You really should find a way to get the light off your camera.  If you mount the flash on a light stand with the umbrella, do you have a way to fire the flash?  Either with a cable or cordless.  

The umbrella needs to be fairly close to your subject, maybe 1 meter.  Practice now using anything for the subject as a stand-in.  Experiment with the umbrella held over the top of the subject, and the flash either behind shooting through, or in front of the umbrella reflecting backward into the umbrella. 

Make or find a reflector (large white card) find a way to hold that reflector opposite the flash, reflecting light back toward the subject.

Find the ideal blanket upon which to position the baby.  Ideal for most photography would be smooth, neutral color, no bold pattern.  Mother will be just out of the frame, but nearby.  Try to get the baby's eyes open and looking toward the camera if possible.  Forget the giant headdress that some people use for little girl babies.


----------



## AdrienVillez (Jul 10, 2013)

Designer said:


> You really should find a way to get the light off your camera.  If you mount the flash on a light stand with the umbrella, do you have a way to fire the flash?  Either with a cable or cordless.
> 
> The umbrella needs to be fairly close to your subject, maybe 1 meter.  Practice now using anything for the subject as a stand-in.  Experiment with the umbrella held over the top of the subject, and the flash either behind shooting through, or in front of the umbrella reflecting backward into the umbrella.
> 
> Make or find a reflector (large white card) find a way to hold that reflector opposite the flash, reflecting light back toward the subject.



Yes for the reflector (I have one with the 5 colors)
No for the flash... I cant put it somewhere else than on the top of my camera (I need to get a wireless device to communicate with the flash when it is on a stand)
For a cable, maybe.  I should check on that.  Do they sell long cable for that?

I have a Speedlite 600EX-RT (and it doenst connect with my Canon 5D Mark III because there is no wireless builded in...:angry1
Any advice for the wireless device?


----------



## Designer (Jul 10, 2013)

Since there are cables for Nikon, I presume there are cables for Canon.  

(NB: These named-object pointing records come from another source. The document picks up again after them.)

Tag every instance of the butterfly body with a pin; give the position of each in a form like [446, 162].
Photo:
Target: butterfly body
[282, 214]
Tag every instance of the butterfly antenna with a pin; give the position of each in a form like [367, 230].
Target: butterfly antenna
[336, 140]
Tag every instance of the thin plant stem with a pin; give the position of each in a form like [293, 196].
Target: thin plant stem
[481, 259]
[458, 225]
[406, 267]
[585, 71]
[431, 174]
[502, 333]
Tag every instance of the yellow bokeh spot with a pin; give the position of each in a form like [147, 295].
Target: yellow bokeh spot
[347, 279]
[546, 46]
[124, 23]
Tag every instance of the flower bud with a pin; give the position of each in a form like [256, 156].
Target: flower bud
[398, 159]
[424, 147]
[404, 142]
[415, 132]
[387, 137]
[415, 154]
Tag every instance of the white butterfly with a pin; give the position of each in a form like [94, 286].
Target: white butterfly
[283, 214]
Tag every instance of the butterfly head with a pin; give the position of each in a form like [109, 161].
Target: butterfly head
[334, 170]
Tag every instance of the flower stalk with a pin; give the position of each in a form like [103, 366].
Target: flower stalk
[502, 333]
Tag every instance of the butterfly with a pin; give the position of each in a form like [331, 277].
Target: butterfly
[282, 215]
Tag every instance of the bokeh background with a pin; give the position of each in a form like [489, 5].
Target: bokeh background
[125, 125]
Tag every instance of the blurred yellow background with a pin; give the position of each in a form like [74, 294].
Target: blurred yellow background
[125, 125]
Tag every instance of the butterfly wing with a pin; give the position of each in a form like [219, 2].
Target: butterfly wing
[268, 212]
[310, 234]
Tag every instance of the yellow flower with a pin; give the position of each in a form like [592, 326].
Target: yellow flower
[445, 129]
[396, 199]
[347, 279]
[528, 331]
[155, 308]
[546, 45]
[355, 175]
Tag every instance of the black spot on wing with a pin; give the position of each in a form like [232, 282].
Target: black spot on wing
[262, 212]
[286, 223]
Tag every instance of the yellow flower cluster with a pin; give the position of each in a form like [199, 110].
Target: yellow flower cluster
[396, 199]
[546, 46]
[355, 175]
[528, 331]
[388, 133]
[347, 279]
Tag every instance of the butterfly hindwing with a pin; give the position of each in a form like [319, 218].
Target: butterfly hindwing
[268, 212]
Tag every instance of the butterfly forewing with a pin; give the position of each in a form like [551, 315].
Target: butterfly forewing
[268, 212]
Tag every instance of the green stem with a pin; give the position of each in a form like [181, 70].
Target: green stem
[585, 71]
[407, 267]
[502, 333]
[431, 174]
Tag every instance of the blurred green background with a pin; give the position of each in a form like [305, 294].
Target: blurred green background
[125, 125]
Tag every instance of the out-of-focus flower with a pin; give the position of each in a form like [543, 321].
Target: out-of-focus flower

Be sure to use white unless you are trying some artistic color effect.  With a baby, use white.  That should also be fairly close to your subject, but on the opposite side from the flash.


----------



## AdrienVillez (Jul 10, 2013)

Ok, thank you!  I will check that.  Looking for a wireless transmitter too! (let's make the move easier)


----------



## Jean1234 (Jul 10, 2013)

I just had a baby on June 14, and had been combing the internet for newborn photography tips.  I found this video very helpful:  



.

Congratulations!


----------



## kathyt (Jul 10, 2013)

For wireless transmitters I would recommend the Pocket Wizards. These. PocketWizard Plus III Transceiver #801-130 801-130 You will need 2. One for your camera and one for your speedlight.


----------



## Tony S (Jul 10, 2013)

Going to have to load that heartbeat rhythm onto my Iphone White Noise app next time I am with the new granddaughter, she was a little bugger last night trying to get 1 month photos.... didn't go well.


----------



## AdrienVillez (Jul 11, 2013)

Jean1234 said:


> I just had a baby on June 14, and had been combing the internet for newborn photography tips.  I found this video very helpful:
> 
> 
> 
> ...


 Oh great!  Thank you.  I already saw some video, but this one looks even better!
thank you!


----------



## AdrienVillez (Jul 11, 2013)

kathythorson said:


> For wireless transmitters I would recommend the Pocket Wizards. These. PocketWizard Plus III Transceiver #801-130 801-130 You will need 2. One for your camera and one for your speedlight.



Thank you for the link, but for the same price, I can buy the Canon adaptor and I can trigger up to 7 flashes after.


----------



## Infidel (Jul 16, 2013)

You haven't posted in a while, so you're probably busy changing diapers. In any case, congratulations and hope mother and child are healthy and happy!


----------



## AdrienVillez (Jul 16, 2013)

Infidel said:


> You haven't posted in a while, so you're probably busy changing diapers. In any case, congratulations and hope mother and child are healthy and happy!



Hello!
Yeah sorry...  Actually, I still at home (Day +4 since due date) but I spend 100% of my time with my wife as it is very hard for her and painful. (she's carrying very low!)
No baby yet, but not on the Mac either... will be back soon and post a pic of my little one... asap she's out.. maybe next year.


----------



## Infidel (Jul 17, 2013)

Nothing to apologize for...your priorities are where they should be. First child is often 41+ weeks, sounds pretty normal. Keep taking care of your wife, her effort is heroic and amazing. Good luck!


----------